What Strange Times We Live In

It’s been a peculiar time of late. The Big News at the time of writing is the fact that Her Majesty, Queen Elizabeth II, has died. Opinions are violently polarised on this around the Internet, and I’m not here to start any fights or anything, but I will say that I err on the side of “mildly upset” about it.

The Queen, you see, was a sort of comfortingly familiar presence who had been there my whole life — more than any of the other Royals. Very little she did had any direct impact on my own life, and yet I still found her presence oddly reassuring. She was a constant pillar amid the swirling mists of change; a storm that only feels like it’s been building in intensity over the course of my entire life, until we reach today — a time when the whole world very much feels like it’s at breaking point.

The Queen was not someone I especially trusted, nor was she someone that I thought was doing a good job of “running the country” — as deliberately disconnected from politics as I have remained for most of my life, I was under no illusions as to whether or not the monarchy had any real power whatsoever. And yet somehow, whenever anyone complained about “our tax money supporting those royal spongers” or whatever the complaint du jour happened to be, I didn’t feel like I could get on board with it. Just like I don’t feel I can get on board with the people celebrating her passing now.

Because yes, there absolutely are people celebrating her passing, and even people wishing that she suffered. Not just weirdoes on the Internet, either — people who move in some of the same circles as I do, though thankfully not people I’d particularly call “friends” at this point, and especially not after some of the vitriol I’ve seen them spouting.

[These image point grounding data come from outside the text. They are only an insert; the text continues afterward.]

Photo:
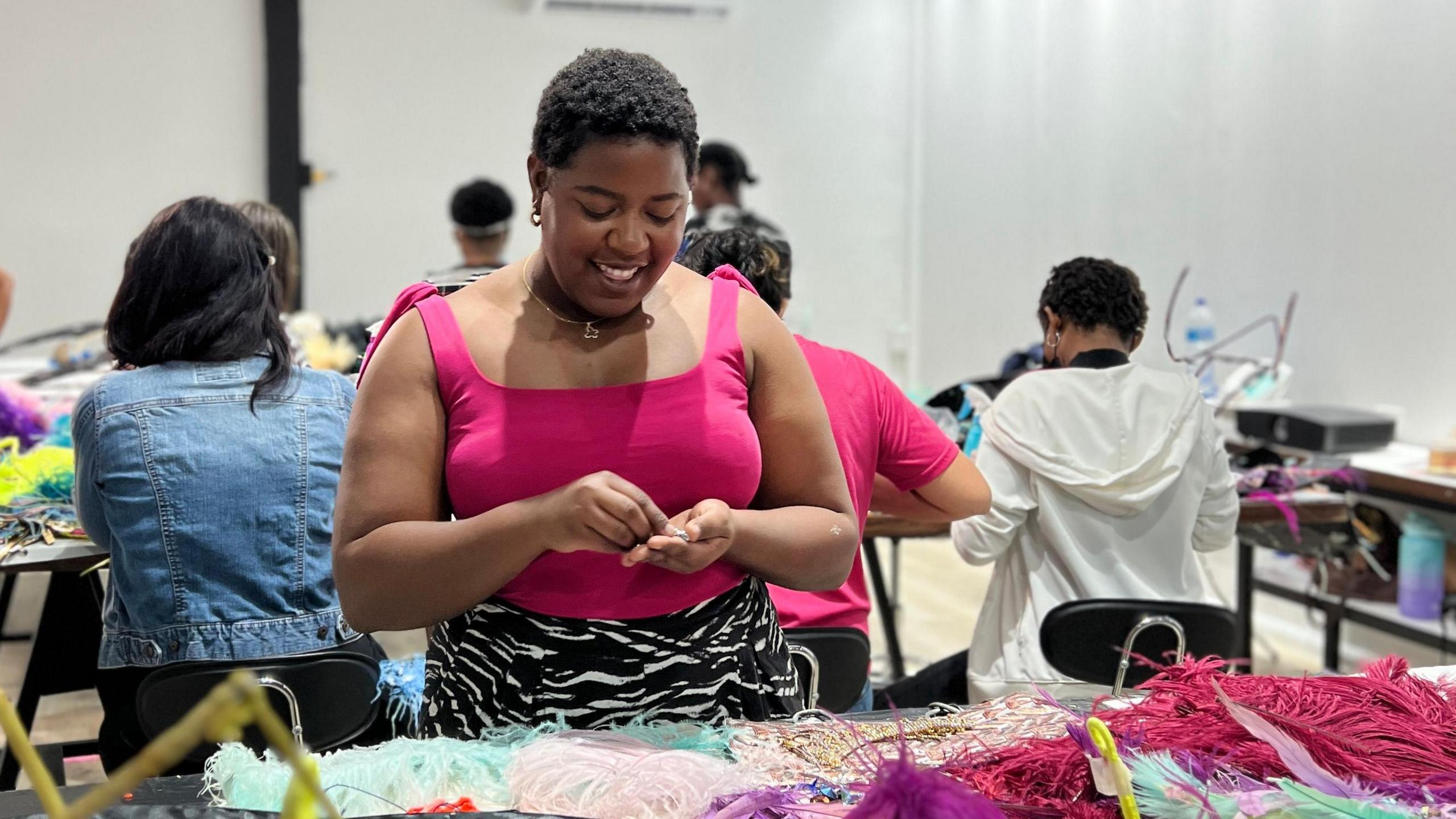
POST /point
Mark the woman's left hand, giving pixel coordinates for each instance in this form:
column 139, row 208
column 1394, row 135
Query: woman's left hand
column 710, row 534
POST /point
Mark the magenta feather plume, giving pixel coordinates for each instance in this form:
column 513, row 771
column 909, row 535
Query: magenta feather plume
column 1292, row 754
column 903, row 792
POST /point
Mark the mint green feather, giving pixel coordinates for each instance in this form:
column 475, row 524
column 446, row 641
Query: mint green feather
column 1309, row 804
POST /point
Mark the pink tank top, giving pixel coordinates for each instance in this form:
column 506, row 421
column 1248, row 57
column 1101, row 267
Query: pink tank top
column 682, row 439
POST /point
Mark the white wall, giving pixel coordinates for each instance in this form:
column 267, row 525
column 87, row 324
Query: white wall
column 402, row 102
column 108, row 113
column 1305, row 144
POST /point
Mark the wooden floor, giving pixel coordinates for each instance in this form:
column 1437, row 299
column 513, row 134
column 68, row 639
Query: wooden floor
column 941, row 597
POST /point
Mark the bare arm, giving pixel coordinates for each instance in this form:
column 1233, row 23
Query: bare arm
column 398, row 560
column 954, row 494
column 801, row 531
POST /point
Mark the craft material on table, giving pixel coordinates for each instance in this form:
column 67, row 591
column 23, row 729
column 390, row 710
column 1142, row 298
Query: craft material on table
column 378, row 780
column 220, row 716
column 839, row 752
column 1388, row 730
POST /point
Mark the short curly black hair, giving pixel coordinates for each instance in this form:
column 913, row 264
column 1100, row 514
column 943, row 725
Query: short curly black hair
column 1090, row 293
column 762, row 261
column 481, row 208
column 614, row 94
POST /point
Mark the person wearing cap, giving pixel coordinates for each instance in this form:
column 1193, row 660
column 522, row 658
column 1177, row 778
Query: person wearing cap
column 481, row 212
column 717, row 197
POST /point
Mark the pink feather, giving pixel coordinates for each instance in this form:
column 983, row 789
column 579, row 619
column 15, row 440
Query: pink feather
column 1385, row 729
column 1295, row 757
column 903, row 792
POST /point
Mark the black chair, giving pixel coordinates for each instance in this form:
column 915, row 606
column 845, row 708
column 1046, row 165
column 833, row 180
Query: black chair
column 326, row 697
column 833, row 665
column 1081, row 639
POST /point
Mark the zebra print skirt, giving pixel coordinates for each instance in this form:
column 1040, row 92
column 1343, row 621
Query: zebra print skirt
column 500, row 665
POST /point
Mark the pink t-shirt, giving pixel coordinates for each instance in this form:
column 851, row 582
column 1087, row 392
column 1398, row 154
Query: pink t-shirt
column 880, row 431
column 680, row 439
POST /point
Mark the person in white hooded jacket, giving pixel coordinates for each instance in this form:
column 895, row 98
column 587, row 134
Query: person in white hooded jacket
column 1107, row 478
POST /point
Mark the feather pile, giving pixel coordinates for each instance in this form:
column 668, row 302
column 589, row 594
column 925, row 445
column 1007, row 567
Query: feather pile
column 1360, row 739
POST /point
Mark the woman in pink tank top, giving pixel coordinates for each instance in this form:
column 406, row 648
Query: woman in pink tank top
column 628, row 451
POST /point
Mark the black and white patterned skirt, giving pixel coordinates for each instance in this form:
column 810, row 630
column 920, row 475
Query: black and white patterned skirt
column 500, row 665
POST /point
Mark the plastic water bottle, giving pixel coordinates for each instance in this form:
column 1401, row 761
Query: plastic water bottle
column 1421, row 577
column 1200, row 338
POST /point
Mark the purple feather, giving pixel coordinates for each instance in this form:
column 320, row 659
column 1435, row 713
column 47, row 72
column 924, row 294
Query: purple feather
column 19, row 421
column 1295, row 757
column 901, row 792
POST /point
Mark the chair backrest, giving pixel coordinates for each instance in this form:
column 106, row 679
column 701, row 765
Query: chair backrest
column 1083, row 639
column 843, row 660
column 336, row 694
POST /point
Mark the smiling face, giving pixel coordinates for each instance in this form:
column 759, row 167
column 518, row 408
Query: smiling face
column 612, row 222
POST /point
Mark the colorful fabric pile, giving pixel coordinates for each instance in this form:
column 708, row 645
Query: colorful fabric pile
column 37, row 475
column 1384, row 739
column 1200, row 745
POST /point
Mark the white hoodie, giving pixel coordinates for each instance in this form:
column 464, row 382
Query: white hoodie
column 1104, row 484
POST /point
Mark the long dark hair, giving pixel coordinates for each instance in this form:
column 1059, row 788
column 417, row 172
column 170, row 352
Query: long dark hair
column 197, row 288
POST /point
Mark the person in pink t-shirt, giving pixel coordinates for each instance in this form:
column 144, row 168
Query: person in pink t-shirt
column 895, row 457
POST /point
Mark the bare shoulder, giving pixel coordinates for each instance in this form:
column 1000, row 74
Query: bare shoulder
column 401, row 359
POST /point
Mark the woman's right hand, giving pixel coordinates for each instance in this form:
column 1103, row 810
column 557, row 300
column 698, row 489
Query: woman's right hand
column 602, row 512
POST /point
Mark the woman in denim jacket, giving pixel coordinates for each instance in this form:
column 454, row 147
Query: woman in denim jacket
column 207, row 467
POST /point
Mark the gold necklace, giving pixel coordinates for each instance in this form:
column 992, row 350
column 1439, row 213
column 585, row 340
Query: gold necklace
column 526, row 280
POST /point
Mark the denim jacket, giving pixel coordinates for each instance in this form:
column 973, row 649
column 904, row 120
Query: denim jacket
column 217, row 518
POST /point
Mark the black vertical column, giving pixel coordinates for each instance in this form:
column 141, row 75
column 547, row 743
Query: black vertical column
column 283, row 60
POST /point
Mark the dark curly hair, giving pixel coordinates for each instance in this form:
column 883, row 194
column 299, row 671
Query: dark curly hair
column 609, row 92
column 756, row 258
column 1090, row 293
column 479, row 208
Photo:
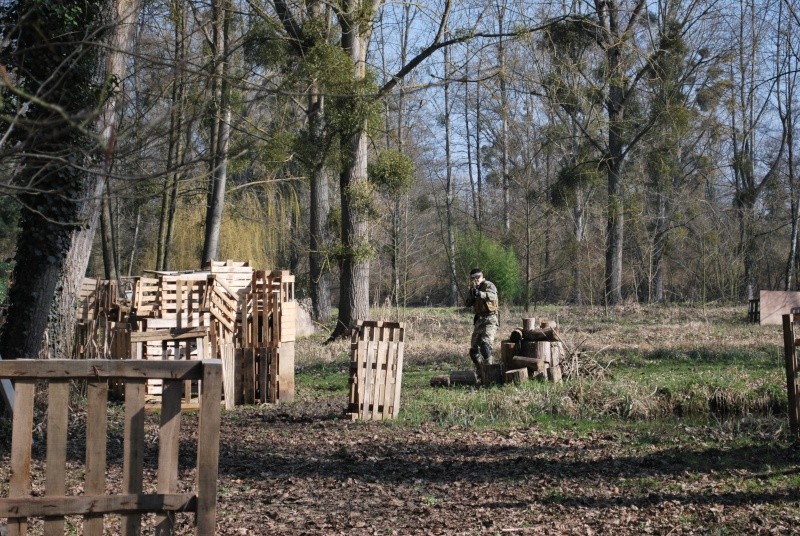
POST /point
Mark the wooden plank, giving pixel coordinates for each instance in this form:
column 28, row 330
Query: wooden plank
column 99, row 369
column 400, row 340
column 791, row 365
column 773, row 304
column 133, row 450
column 387, row 397
column 228, row 355
column 169, row 334
column 55, row 476
column 7, row 392
column 263, row 374
column 96, row 434
column 102, row 504
column 534, row 364
column 368, row 392
column 168, row 448
column 285, row 384
column 379, row 387
column 208, row 449
column 19, row 484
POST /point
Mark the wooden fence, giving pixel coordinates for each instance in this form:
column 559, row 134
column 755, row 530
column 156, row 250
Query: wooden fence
column 376, row 370
column 95, row 502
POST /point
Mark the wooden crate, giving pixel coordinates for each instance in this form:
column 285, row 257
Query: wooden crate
column 376, row 370
column 52, row 500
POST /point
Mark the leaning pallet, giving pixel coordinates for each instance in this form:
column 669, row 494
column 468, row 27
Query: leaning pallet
column 376, row 370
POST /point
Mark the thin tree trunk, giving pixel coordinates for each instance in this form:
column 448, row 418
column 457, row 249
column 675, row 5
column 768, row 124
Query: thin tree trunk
column 450, row 186
column 108, row 243
column 354, row 291
column 222, row 122
column 320, row 209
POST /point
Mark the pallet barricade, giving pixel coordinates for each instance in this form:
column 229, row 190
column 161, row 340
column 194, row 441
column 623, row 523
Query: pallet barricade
column 791, row 327
column 53, row 504
column 376, row 370
column 240, row 309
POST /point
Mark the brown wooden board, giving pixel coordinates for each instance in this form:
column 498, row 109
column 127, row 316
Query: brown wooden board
column 57, row 501
column 376, row 370
column 773, row 304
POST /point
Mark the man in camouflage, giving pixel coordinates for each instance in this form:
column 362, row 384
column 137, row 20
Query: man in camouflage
column 483, row 300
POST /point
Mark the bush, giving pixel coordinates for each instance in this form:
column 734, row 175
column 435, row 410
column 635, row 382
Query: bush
column 499, row 264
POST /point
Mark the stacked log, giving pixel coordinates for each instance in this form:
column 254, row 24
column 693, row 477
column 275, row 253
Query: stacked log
column 539, row 350
column 533, row 352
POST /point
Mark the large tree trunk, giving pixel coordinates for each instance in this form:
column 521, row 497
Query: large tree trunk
column 354, row 290
column 57, row 233
column 320, row 209
column 61, row 327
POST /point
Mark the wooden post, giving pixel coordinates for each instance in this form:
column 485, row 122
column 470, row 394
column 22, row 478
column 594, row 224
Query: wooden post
column 492, row 375
column 790, row 357
column 528, row 348
column 554, row 374
column 543, row 351
column 508, row 350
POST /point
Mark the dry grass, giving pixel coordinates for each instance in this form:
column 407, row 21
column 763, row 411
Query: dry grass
column 630, row 363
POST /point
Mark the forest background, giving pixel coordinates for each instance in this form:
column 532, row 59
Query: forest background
column 587, row 152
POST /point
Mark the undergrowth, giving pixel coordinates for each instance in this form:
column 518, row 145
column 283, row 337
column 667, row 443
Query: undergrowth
column 651, row 364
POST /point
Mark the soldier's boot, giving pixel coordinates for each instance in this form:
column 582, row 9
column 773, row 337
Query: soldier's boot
column 476, row 360
column 486, row 352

Regardless of your feelings on a public figure that has passed, it feels fundamentally disrespectful to spit on their grave in such a manner, particularly so soon after their passing. And honestly, as bleeding-heart as this might make me, I tend to extend this courtesy to the people that the world commonly regards as “evil” also. I didn’t whoop and holler and cheer when people like Saddam Hussein and Osama bin Laden died; I could celebrate the reaching of a milestone in a conflict or a victory for the supposed “good guys” without taking joy in the death of another human being.

And sure. There are plenty of criticisms one could level at the Queen — though I suspect in the majority of the cases she’s more the one who simply rubber-stamped any controversial decisions rather than actually “doing” things herself — but I cannot and will not think that, in any way, justifies some of the genuinely horrible things I’ve seen people saying over the course of the last couple of days.

The monarchy may be outdated, irrelevant, useless and a waste of money — but she was still our Queen, and a lot of us took an odd amount of pride in her, and drew comfort from her presence. I am, by no means, what you might call a royalist — I take precisely zero interest in what Harry, William and co are up to, for example — but I do feel an important part of our culture has taken that big step into becoming history rather than the present. And things are never quite going to be the same again.